Running On-Device AI in a React Native App: Real-Time Hazard Detection with CoreML
Architecting Offline Computer Vision for React Native: A Production Guide to CoreML Integration
Current Situation Analysis
Field service, construction, agriculture, and industrial inspection workflows share a brutal reality: connectivity is unreliable. Teams operating in basements, remote sites, or dense urban canyons cannot depend on cloud APIs for critical decision support. When an application requires AI-driven hazard detection, PPE compliance verification, or equipment inspection, network latency or total signal loss renders cloud-dependent solutions useless.
Despite the maturity of edge AI, many cross-platform teams still default to server-side inference. This stems from three persistent misconceptions:
- Binary bloat fear: Developers assume bundling ML models will explode app size and trigger App Store rejection.
- Performance anxiety: The belief that JavaScript bridges cannot handle computer vision workloads without freezing the UI thread.
- Accuracy trade-off myth: The assumption that on-device models are inherently too coarse for production-grade detection.

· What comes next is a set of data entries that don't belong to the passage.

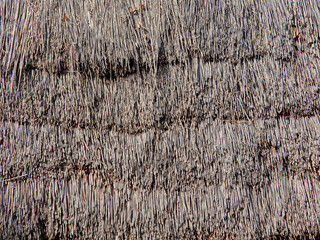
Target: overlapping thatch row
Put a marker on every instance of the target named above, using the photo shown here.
(107, 38)
(174, 119)
(259, 89)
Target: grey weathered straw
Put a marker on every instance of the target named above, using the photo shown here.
(175, 120)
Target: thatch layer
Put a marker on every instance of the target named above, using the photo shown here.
(171, 119)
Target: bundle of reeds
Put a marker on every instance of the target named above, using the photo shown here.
(174, 119)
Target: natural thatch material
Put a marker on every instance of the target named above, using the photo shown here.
(172, 119)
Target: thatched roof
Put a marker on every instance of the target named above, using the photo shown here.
(173, 119)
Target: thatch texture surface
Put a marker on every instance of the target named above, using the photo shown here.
(171, 120)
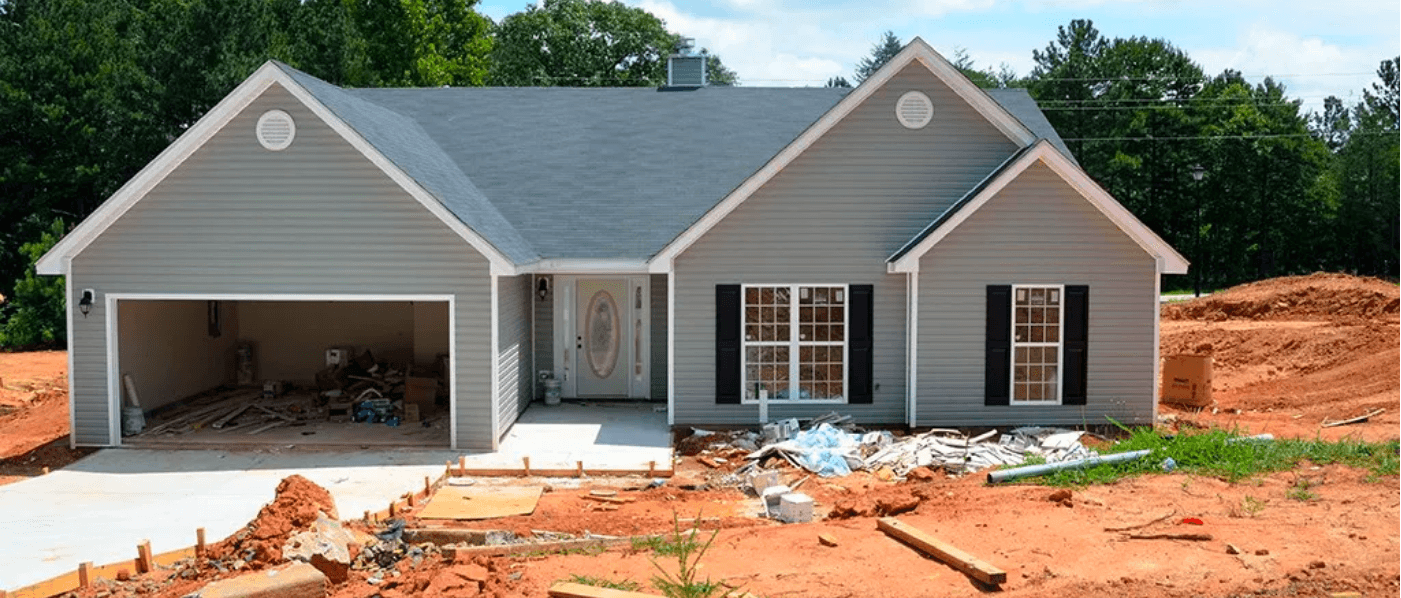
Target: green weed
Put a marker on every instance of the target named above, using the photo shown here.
(605, 583)
(1226, 455)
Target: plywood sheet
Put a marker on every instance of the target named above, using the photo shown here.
(481, 503)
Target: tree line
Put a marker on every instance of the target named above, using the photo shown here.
(93, 90)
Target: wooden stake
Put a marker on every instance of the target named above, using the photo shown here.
(143, 556)
(961, 560)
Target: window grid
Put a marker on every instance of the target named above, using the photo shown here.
(1036, 338)
(807, 322)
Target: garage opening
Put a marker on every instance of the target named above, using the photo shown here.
(282, 371)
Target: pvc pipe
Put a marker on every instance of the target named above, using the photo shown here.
(1006, 475)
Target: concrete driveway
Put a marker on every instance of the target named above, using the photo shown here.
(101, 507)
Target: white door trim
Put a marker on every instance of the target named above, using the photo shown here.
(566, 317)
(114, 367)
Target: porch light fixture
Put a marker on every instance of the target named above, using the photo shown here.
(86, 303)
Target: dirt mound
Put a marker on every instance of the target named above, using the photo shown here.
(1314, 297)
(294, 509)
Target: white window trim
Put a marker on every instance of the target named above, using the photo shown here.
(1059, 349)
(793, 346)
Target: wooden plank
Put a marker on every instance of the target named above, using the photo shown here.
(572, 590)
(961, 560)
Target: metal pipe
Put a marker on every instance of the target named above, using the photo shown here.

Modern hardware and model optimization pipelines have dismantled these barriers. CoreML on Apple Silicon devices can execute YOLOv8s-based object detection in under 300ms while consuming less than 200MB of RAM. A quantized .mlpackage typically stays under 50MB, well within App Store guidelines and user download tolerances. The real bottleneck is no longer hardware capability; it is architectural discipline. Teams that treat on-device inference as an afterthought rather than a core system constraint inevitably face memory leaks, thread contention, and inconsistent UX under load.
WOW Moment: Key Findings
When comparing cloud-dependent inference against a properly architected on-device pipeline, the divergence isn't just about speed. It's about deterministic behavior, cost predictability, and data sovereignty. The following comparison reflects production metrics captured on an iPhone 14 Pro running Expo SDK 52 with a bundled YOLOv8s .mlpackage.
| Approach | Avg Latency | Connectivity Requirement | Monthly Cost (10k requests) | Data Privacy |
|---|---|---|---|---|
| Cloud Vision API | 850β1200ms | Mandatory | $45β$90 | Sent to vendor |
| On-Device CoreML | 280β320ms | None | $0 | Local only |
The 60% latency reduction eliminates the perceptual gap between user action and system feedback. More importantly, removing network jitter transforms inference from a probabilistic operation into a synchronous UX primitive. Inspectors can receive real-time hazard overlays while framing a shot, rather than waiting for a spinner to resolve after capture. This enables continuous feedback loops that cloud architectures physically cannot support in disconnected environments.
Core Solution
Building a reliable offline vision pipeline requires three coordinated layers: model preparation, native bridge architecture, and JavaScript orchestration. Each layer must be optimized for memory, thread safety, and deterministic execution.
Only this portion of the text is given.